Anthea Innes is professor and Coles Medlock director at Salford Institute for Dementia

Margaret Brown

Let us consider the variables of age, gender, intellectual ability, diagnostic category, morbidity, socio- economic status, education, mental health and loneliness. Who can really believe in a cure? We might ameliorate or slow progression and increase preventative activities. Yet cure will not happen in my lifetime, if at all, and we need to stop giving false hope. 

As a nurse I have worked for many years with people affected with dementia. I watched a stream of hopeful family members who responded to each miracle cure reported in the newspapers and on television.
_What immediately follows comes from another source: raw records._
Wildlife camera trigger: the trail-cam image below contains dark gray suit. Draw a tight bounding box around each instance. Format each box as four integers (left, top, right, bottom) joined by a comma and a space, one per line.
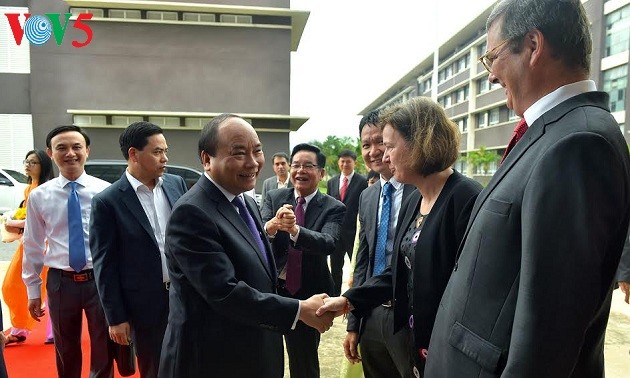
425, 92, 630, 378
159, 175, 299, 378
90, 173, 186, 377
262, 188, 346, 378
260, 173, 293, 209
347, 180, 416, 377
326, 172, 367, 296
Faced with a frail, vulnerable and severely affected person who could no longer perform any activity of living, I sought to work with the family, who would bring the information so carefully and hopefully. Now we seem to grasp any straw and the internet has provided a number of new “snake oil” remedies. 

Over these years, I have watched people “get better” as a result of meaningful activity, humour, music and human touch. These were not considered cures, but care. So is that hoary old argument about care versus cure being challenged now by research into these interventions? But if we call them “interventions” rather than “care” we fall into the same trap of looking for a simple answer, just as we do when we seek a cure. I prefer to see a person with dementia who has hope and support to live well, not wait in vain for a cure. 

Dr Margaret Brown is senior lecturer and depute director at the Alzheimer Scotland Centre for Policy and Practice.